Mengubah Konflik dengan Bertanya: “Apa yang Kita Inginkan?”
Pertanyaan sederhana seperti “Apa yang terbaik untuk kita?” atau “Bagaimana kita bisa maju bersama?” menjadi kunci transformasi. Pertanyaan ini memaksa kita untuk berpikir secara kolektif, bukan individual. Dalam konflik rumah tangga, misalnya, alih-alih saling menyalahkan, pasangan bisa berfokus pada “Apa yang dibutuhkan hubungan ini?”. Di tingkat organisasi, pertanyaan serupa mendorong solusi yang menguntungkan seluruh pemangku kepentingan, bukan hanya kelompok dominan.

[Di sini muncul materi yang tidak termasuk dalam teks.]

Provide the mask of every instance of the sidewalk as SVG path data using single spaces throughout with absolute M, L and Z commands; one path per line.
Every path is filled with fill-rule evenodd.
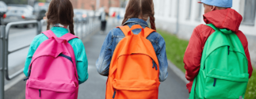
M 101 45 L 107 32 L 117 25 L 112 25 L 109 20 L 105 34 L 99 32 L 92 35 L 84 43 L 88 58 L 89 79 L 79 85 L 78 99 L 105 99 L 105 82 L 107 77 L 100 75 L 96 69 L 95 63 L 98 58 Z M 159 86 L 159 99 L 187 99 L 189 93 L 185 82 L 178 76 L 174 70 L 168 68 L 167 79 L 161 82 Z M 25 82 L 20 81 L 15 86 L 6 91 L 5 99 L 25 99 Z

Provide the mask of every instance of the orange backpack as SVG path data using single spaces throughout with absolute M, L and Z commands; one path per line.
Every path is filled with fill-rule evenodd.
M 120 28 L 125 37 L 113 53 L 107 81 L 106 99 L 157 99 L 159 66 L 152 44 L 147 40 L 155 30 L 136 25 Z M 141 29 L 134 35 L 132 30 Z

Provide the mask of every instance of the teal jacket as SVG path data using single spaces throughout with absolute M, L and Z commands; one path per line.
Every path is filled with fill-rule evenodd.
M 67 29 L 61 27 L 52 27 L 51 30 L 56 35 L 57 37 L 61 37 L 62 36 L 68 32 L 68 30 Z M 29 47 L 28 56 L 26 58 L 23 70 L 24 74 L 27 77 L 29 67 L 30 65 L 33 54 L 35 53 L 39 45 L 48 39 L 48 38 L 44 34 L 41 33 L 36 36 L 32 40 Z M 78 82 L 79 84 L 81 84 L 88 79 L 88 60 L 86 54 L 86 49 L 82 41 L 78 38 L 71 40 L 68 41 L 68 43 L 72 46 L 74 50 L 78 75 Z

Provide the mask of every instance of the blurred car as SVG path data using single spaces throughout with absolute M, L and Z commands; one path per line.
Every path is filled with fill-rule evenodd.
M 1 17 L 4 17 L 4 14 L 6 13 L 7 11 L 7 6 L 6 4 L 2 2 L 2 1 L 0 1 L 0 16 Z M 0 19 L 0 24 L 2 25 L 2 19 Z
M 74 13 L 75 13 L 75 17 L 74 17 L 75 21 L 78 21 L 78 23 L 88 22 L 88 13 L 86 10 L 75 9 Z
M 120 18 L 124 18 L 125 14 L 125 8 L 110 7 L 109 15 L 112 16 L 114 13 L 116 13 L 116 16 L 119 14 Z
M 5 25 L 10 22 L 35 20 L 35 17 L 32 15 L 32 10 L 29 10 L 27 7 L 13 6 L 8 6 L 8 10 L 3 18 L 3 23 Z M 24 26 L 27 27 L 27 25 Z
M 21 7 L 21 8 L 26 8 L 26 9 L 28 9 L 30 11 L 32 11 L 33 9 L 34 9 L 33 7 L 32 7 L 29 5 L 20 5 L 20 4 L 9 4 L 8 5 L 8 8 L 9 7 Z
M 50 3 L 48 2 L 36 2 L 34 5 L 33 14 L 36 19 L 40 21 L 45 17 L 46 12 L 48 10 Z

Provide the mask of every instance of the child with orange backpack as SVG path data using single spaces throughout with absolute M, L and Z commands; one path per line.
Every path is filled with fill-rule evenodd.
M 96 67 L 109 76 L 106 99 L 157 99 L 167 78 L 166 44 L 155 31 L 153 0 L 130 0 L 122 26 L 102 45 Z M 151 27 L 146 22 L 150 17 Z
M 48 31 L 34 38 L 24 67 L 27 99 L 76 99 L 78 85 L 88 79 L 85 47 L 74 32 L 73 10 L 70 0 L 52 0 Z

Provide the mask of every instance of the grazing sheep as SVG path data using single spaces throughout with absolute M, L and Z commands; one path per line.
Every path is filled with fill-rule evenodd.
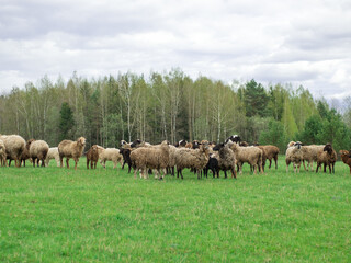
M 69 169 L 69 159 L 73 158 L 75 160 L 75 170 L 77 170 L 77 163 L 79 158 L 82 156 L 86 147 L 86 138 L 79 137 L 76 141 L 72 140 L 63 140 L 58 145 L 59 162 L 63 168 L 64 157 L 66 157 L 66 167 Z
M 163 140 L 161 145 L 154 147 L 139 147 L 131 152 L 132 167 L 134 169 L 134 178 L 140 170 L 140 178 L 147 179 L 147 169 L 155 169 L 160 175 L 160 169 L 166 174 L 169 167 L 169 145 Z M 157 178 L 157 174 L 155 175 Z M 163 176 L 159 176 L 162 179 Z
M 45 167 L 45 159 L 48 152 L 48 144 L 45 140 L 34 140 L 30 139 L 27 141 L 26 148 L 30 152 L 30 158 L 33 161 L 33 167 L 39 165 L 39 161 L 42 161 L 42 167 Z
M 48 152 L 46 155 L 45 159 L 45 165 L 48 167 L 48 163 L 52 159 L 55 159 L 56 165 L 59 167 L 59 153 L 58 153 L 58 147 L 52 147 L 48 148 Z
M 349 165 L 350 174 L 351 174 L 351 157 L 350 157 L 351 151 L 340 150 L 339 153 L 340 153 L 342 162 L 344 164 Z
M 16 167 L 21 167 L 21 155 L 25 148 L 25 140 L 19 135 L 0 135 L 3 141 L 7 158 L 14 160 Z
M 22 155 L 20 157 L 20 163 L 21 165 L 25 167 L 25 161 L 30 159 L 30 162 L 32 163 L 32 159 L 30 158 L 30 151 L 27 149 L 27 147 L 25 146 L 23 151 L 22 151 Z M 9 158 L 9 167 L 11 167 L 11 161 L 13 159 L 12 158 Z
M 279 155 L 279 148 L 276 146 L 272 145 L 264 145 L 262 146 L 264 150 L 265 158 L 270 161 L 269 169 L 271 169 L 272 165 L 272 159 L 275 162 L 275 169 L 278 169 L 278 155 Z M 265 162 L 265 160 L 264 160 Z
M 0 164 L 1 167 L 7 167 L 7 148 L 4 147 L 4 144 L 2 140 L 0 140 Z
M 124 169 L 125 163 L 127 163 L 128 164 L 128 173 L 131 173 L 131 169 L 132 169 L 131 149 L 121 148 L 120 152 L 123 156 L 122 169 Z
M 25 161 L 30 159 L 30 162 L 33 162 L 30 158 L 30 150 L 25 147 L 21 155 L 21 165 L 25 167 Z M 10 160 L 11 162 L 11 160 Z
M 176 142 L 174 146 L 176 147 L 185 147 L 186 144 L 188 144 L 188 141 L 182 139 L 180 141 Z
M 106 148 L 102 150 L 99 155 L 99 158 L 101 165 L 103 165 L 104 168 L 106 168 L 106 161 L 113 162 L 113 169 L 117 167 L 118 162 L 121 163 L 121 165 L 123 165 L 123 156 L 116 148 Z
M 151 146 L 149 142 L 143 141 L 140 139 L 136 139 L 131 144 L 132 148 L 149 147 L 149 146 Z
M 89 162 L 91 169 L 97 169 L 97 162 L 99 160 L 98 145 L 93 145 L 87 152 L 87 169 L 89 169 Z
M 204 168 L 204 176 L 207 178 L 208 170 L 212 171 L 213 178 L 219 178 L 219 164 L 217 158 L 214 157 L 214 153 L 210 153 L 210 159 Z
M 294 172 L 296 173 L 296 165 L 299 172 L 299 167 L 303 159 L 304 153 L 302 151 L 302 142 L 296 141 L 293 146 L 288 147 L 285 152 L 286 172 L 288 172 L 288 165 L 291 162 L 293 163 Z
M 227 144 L 229 140 L 231 140 L 235 144 L 240 144 L 241 138 L 238 135 L 231 135 L 225 140 L 225 144 Z
M 176 151 L 177 178 L 179 174 L 183 179 L 184 168 L 193 169 L 200 179 L 202 170 L 206 167 L 210 159 L 208 145 L 200 145 L 199 149 L 180 148 Z
M 263 173 L 262 156 L 263 151 L 254 146 L 241 147 L 238 144 L 231 144 L 230 149 L 235 153 L 236 163 L 239 167 L 239 173 L 242 173 L 242 163 L 247 162 L 253 167 L 253 172 L 257 173 L 257 168 Z
M 241 144 L 241 142 L 240 142 L 240 144 Z M 262 150 L 262 169 L 263 169 L 263 172 L 264 172 L 265 160 L 267 160 L 267 152 L 265 152 L 264 146 L 259 146 L 259 145 L 257 145 L 257 146 L 254 146 L 254 147 L 257 147 L 257 148 L 259 148 L 259 149 Z M 259 167 L 259 171 L 261 171 L 261 170 L 260 170 L 260 167 Z M 252 172 L 252 165 L 251 165 L 251 172 Z
M 319 151 L 317 155 L 317 169 L 316 173 L 318 172 L 318 168 L 320 168 L 321 163 L 324 164 L 324 172 L 326 172 L 326 167 L 329 167 L 329 173 L 335 173 L 335 163 L 337 161 L 337 152 L 332 149 L 330 144 L 327 144 L 322 151 Z
M 231 178 L 237 178 L 237 172 L 235 170 L 235 155 L 230 149 L 234 142 L 228 141 L 227 144 L 218 144 L 213 150 L 218 151 L 216 158 L 218 159 L 219 170 L 224 171 L 224 176 L 227 178 L 227 170 L 231 172 Z M 217 174 L 219 178 L 219 173 Z
M 322 149 L 325 148 L 324 145 L 309 145 L 309 146 L 303 146 L 302 150 L 304 153 L 304 160 L 303 160 L 303 164 L 305 170 L 309 170 L 313 171 L 314 170 L 314 161 L 317 161 L 318 159 L 318 153 L 322 151 Z M 305 165 L 305 161 L 307 161 L 307 169 Z

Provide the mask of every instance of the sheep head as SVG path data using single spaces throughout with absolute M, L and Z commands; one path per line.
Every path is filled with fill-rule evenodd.
M 182 140 L 180 140 L 180 141 L 178 141 L 178 142 L 176 144 L 176 147 L 185 147 L 186 144 L 188 144 L 188 141 L 184 140 L 184 139 L 182 139 Z
M 332 152 L 332 146 L 330 144 L 327 144 L 322 150 L 327 151 L 330 155 Z
M 140 139 L 136 139 L 136 140 L 134 140 L 132 144 L 131 144 L 131 147 L 132 148 L 136 148 L 138 145 L 140 145 L 141 144 L 141 140 Z
M 213 150 L 214 151 L 219 151 L 224 146 L 225 146 L 225 144 L 218 144 L 213 148 Z
M 227 144 L 229 140 L 237 144 L 241 141 L 241 138 L 239 135 L 230 135 L 225 142 Z
M 35 139 L 29 139 L 27 141 L 26 141 L 26 149 L 29 150 L 30 149 L 30 147 L 31 147 L 31 145 L 32 145 L 32 142 L 33 141 L 35 141 Z
M 199 140 L 193 140 L 193 149 L 199 149 L 200 148 L 201 142 Z
M 296 142 L 294 144 L 294 147 L 297 148 L 297 149 L 301 149 L 302 145 L 303 145 L 303 144 L 302 144 L 301 141 L 296 141 Z
M 80 146 L 86 146 L 86 138 L 84 137 L 79 137 L 77 139 L 77 144 L 80 145 Z

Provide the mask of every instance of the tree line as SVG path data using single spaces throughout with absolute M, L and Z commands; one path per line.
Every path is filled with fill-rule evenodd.
M 341 114 L 304 87 L 263 87 L 253 79 L 226 84 L 180 69 L 162 73 L 132 72 L 99 79 L 79 77 L 14 87 L 0 96 L 0 133 L 57 146 L 84 136 L 88 146 L 118 147 L 121 139 L 150 142 L 180 139 L 223 141 L 238 134 L 248 142 L 276 145 L 290 140 L 351 148 L 351 100 Z

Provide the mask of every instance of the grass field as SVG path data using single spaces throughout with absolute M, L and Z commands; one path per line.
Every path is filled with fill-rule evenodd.
M 72 164 L 72 163 L 71 163 Z M 351 175 L 0 168 L 0 262 L 351 262 Z

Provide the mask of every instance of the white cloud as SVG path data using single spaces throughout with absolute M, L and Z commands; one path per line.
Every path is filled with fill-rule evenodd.
M 0 90 L 43 76 L 180 67 L 350 95 L 350 1 L 4 1 Z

Studi Kasus: Komisi Kebenaran dan Rekonsiliasi Afrika Selatan
Zander dan Zander menyoroti Truth and Reconciliation Commission (TRC) sebagai contoh nyata kekuatan narasi “WE”. Pasca-apartheid, komisi ini tidak hanya mencari keadilan retributif (menghukum pelaku), tetapi juga membangun rekonsiliasi dengan memberi ruang bagi korban dan pelaku untuk bercerita. Proses ini mengubah narasi “kami vs mereka” menjadi “kita sebagai bangsa yang ingin pulih”. Hasilnya, meski tidak sempurna, TRC berhasil mencegah eskalasi kekerasan dan menjadi fondasi perdamaian.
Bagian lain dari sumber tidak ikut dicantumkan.